With these advantages and disadvantages in mind, how might be the theoretical framework advanced in this article be adopted? First, every effort – whether at the local, state, or national level – should begin with analysis, the goal of which is to identify the places, people, and behavior among which violence concentrates. Next, a common understanding of the concentrated nature of violence must be built by transparently sharing this information with civic, community, and criminal justice stakeholders. Procedural justice principles (Tyler, Citation2006), increasingly used in the United States and elsewhere to improve the legitimacy of criminal justice institutions, can offer helpful guidance in this area.

Once a common understanding of the problem has been achieved, the effort may turn to solutions. Using the framework, stakeholders would identify a balanced set of contextually appropriate programmatic interventions, including both suppression and some form of prevention (preferably secondary or tertiary), in each of the categories of place, people, and behaviors. Especially initially, care must be taken to avoid ‘policy sprawl’, e.g. including extraneous partners who contribute little but drain coordination capacity. Ideally, the selected interventions will bring together a small set of like-minded multi-disciplinary partners who can focus exclusively on preventing community violence where it concentrates most. In terms of measuring performance, it makes sense to begin with homicide, as it is the most costly, comparable, and reliably measured form of violence.

Once selected, the implementation of interventions must maintain fidelity to the essential elements of effectiveness while adapting said interventions to the local context. Care must be taken to ensure the delivery of high-dosage treatments to high-risk places and people. Efforts should be monitored and evaluated on an ongoing basis, using the best data and most rigorous methodologies available under the circumstances.

Finally, an ongoing effort should be conducted to coordinate with other anti-violence efforts represented along the violence continuum. Regions plagued by high rates of violence generally suffer from numerous forms of violence, necessitating a set of separate but loosely connected strategies. While emphases may vary, given the diversity of and contagion between different forms of violence, policymakers cannot afford to focus on only one type of violence to the exclusion of all others. Community violence prevention practitioners should therefore meet semi-regularly with their colleagues working to prevent other forms of violence, maintaining situational awareness and seizing opportunities to collaborate when possible. For instance, in El Salvador, efforts to prevent community violence should be aligned with efforts to limit the violence perpetrated by gangs, cartels, and other criminal organizations.

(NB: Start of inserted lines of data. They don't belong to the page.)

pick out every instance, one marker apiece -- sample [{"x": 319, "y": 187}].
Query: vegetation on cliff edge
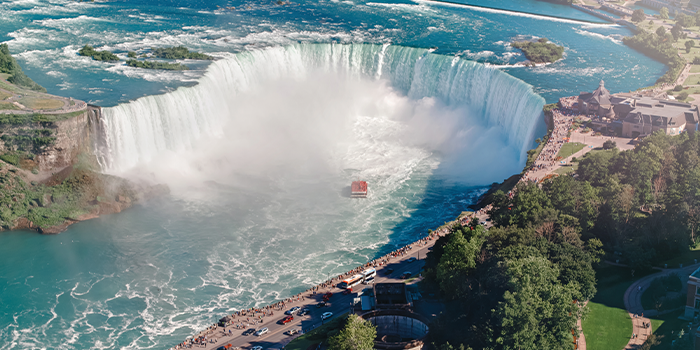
[{"x": 9, "y": 65}]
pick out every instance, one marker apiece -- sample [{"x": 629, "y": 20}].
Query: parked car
[{"x": 287, "y": 319}]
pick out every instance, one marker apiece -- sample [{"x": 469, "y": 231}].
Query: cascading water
[{"x": 139, "y": 131}]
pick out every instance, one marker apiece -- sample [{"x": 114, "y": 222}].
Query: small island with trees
[
  {"x": 170, "y": 53},
  {"x": 156, "y": 65},
  {"x": 540, "y": 51},
  {"x": 179, "y": 53},
  {"x": 90, "y": 51}
]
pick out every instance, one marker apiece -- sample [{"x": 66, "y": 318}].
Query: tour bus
[
  {"x": 369, "y": 275},
  {"x": 351, "y": 282}
]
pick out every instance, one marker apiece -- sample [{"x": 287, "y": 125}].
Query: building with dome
[
  {"x": 596, "y": 102},
  {"x": 634, "y": 114}
]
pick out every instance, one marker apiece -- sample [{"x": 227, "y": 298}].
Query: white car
[{"x": 292, "y": 310}]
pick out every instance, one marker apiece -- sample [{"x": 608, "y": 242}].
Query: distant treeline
[
  {"x": 514, "y": 286},
  {"x": 659, "y": 47},
  {"x": 9, "y": 65}
]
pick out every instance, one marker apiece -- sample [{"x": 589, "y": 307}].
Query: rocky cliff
[{"x": 50, "y": 176}]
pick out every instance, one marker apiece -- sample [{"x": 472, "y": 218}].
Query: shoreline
[
  {"x": 516, "y": 12},
  {"x": 397, "y": 261}
]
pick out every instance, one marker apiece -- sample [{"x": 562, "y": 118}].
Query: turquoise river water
[{"x": 259, "y": 147}]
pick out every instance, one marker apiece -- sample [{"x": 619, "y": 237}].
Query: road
[{"x": 339, "y": 304}]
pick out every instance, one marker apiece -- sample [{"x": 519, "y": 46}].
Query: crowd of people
[
  {"x": 244, "y": 319},
  {"x": 563, "y": 118}
]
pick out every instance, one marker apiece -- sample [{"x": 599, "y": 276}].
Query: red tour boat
[{"x": 359, "y": 189}]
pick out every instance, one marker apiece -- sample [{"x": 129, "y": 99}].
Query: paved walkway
[
  {"x": 633, "y": 304},
  {"x": 277, "y": 338}
]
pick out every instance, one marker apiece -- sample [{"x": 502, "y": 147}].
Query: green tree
[
  {"x": 638, "y": 15},
  {"x": 357, "y": 334},
  {"x": 661, "y": 32},
  {"x": 609, "y": 144},
  {"x": 537, "y": 311},
  {"x": 458, "y": 261}
]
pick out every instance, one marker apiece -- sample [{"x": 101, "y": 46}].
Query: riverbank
[{"x": 389, "y": 267}]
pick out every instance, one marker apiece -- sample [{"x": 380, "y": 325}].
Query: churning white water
[{"x": 321, "y": 108}]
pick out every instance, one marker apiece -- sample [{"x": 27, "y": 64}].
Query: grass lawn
[
  {"x": 570, "y": 148},
  {"x": 608, "y": 326},
  {"x": 567, "y": 169},
  {"x": 667, "y": 326},
  {"x": 317, "y": 335},
  {"x": 41, "y": 103},
  {"x": 687, "y": 258}
]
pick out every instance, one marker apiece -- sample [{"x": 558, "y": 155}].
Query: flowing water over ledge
[{"x": 259, "y": 208}]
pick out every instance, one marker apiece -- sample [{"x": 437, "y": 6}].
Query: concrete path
[
  {"x": 633, "y": 304},
  {"x": 339, "y": 304}
]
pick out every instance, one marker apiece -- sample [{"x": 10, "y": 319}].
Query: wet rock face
[{"x": 72, "y": 138}]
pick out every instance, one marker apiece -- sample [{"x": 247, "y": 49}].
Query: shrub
[{"x": 11, "y": 158}]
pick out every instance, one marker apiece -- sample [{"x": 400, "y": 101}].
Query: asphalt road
[{"x": 339, "y": 304}]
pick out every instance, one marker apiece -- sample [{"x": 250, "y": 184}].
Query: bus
[
  {"x": 351, "y": 282},
  {"x": 369, "y": 275}
]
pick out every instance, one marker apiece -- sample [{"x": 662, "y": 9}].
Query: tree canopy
[
  {"x": 638, "y": 15},
  {"x": 357, "y": 334}
]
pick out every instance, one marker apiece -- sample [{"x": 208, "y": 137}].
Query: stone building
[
  {"x": 596, "y": 102},
  {"x": 644, "y": 116},
  {"x": 637, "y": 114}
]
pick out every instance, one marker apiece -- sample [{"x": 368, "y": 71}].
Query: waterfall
[{"x": 138, "y": 131}]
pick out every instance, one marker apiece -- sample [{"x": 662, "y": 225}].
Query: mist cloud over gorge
[{"x": 318, "y": 124}]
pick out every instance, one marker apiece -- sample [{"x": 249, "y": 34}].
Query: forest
[{"x": 521, "y": 284}]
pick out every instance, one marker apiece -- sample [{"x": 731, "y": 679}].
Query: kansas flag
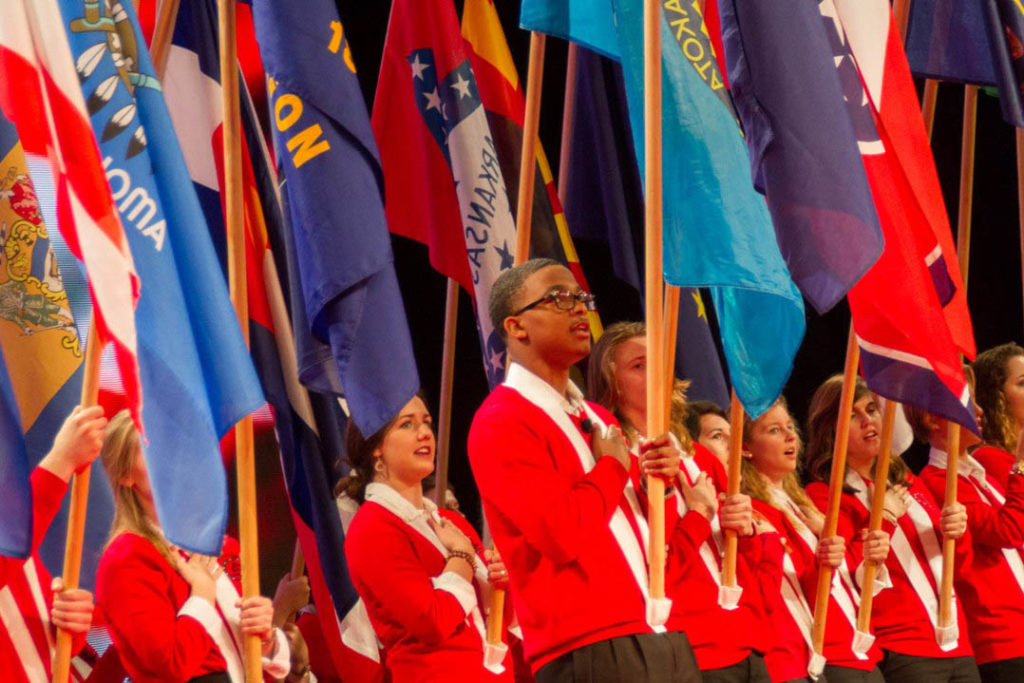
[{"x": 198, "y": 379}]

Similarly, community violence practitioners should be aware of the linkages between early exposure to family and intimate partner violence and violence perpetrated later in life.

Conclusion

Community violence among youth is a complex and persistent social phenomenon. Responding to such a challenge requires a sophisticated and nuanced understanding of the problem as well as the collective capacity for solutions. Such an understanding is necessarily imperfect and constantly evolving, but can nevertheless be advanced via the development and adoption of theoretically sound, evidence-informed, and practically implementable frameworks such as the one proposed in this article.

Disclosure statement

No potential conflict of interest was reported by the author.

Funding

This work was supported by Know Violence in Childhood.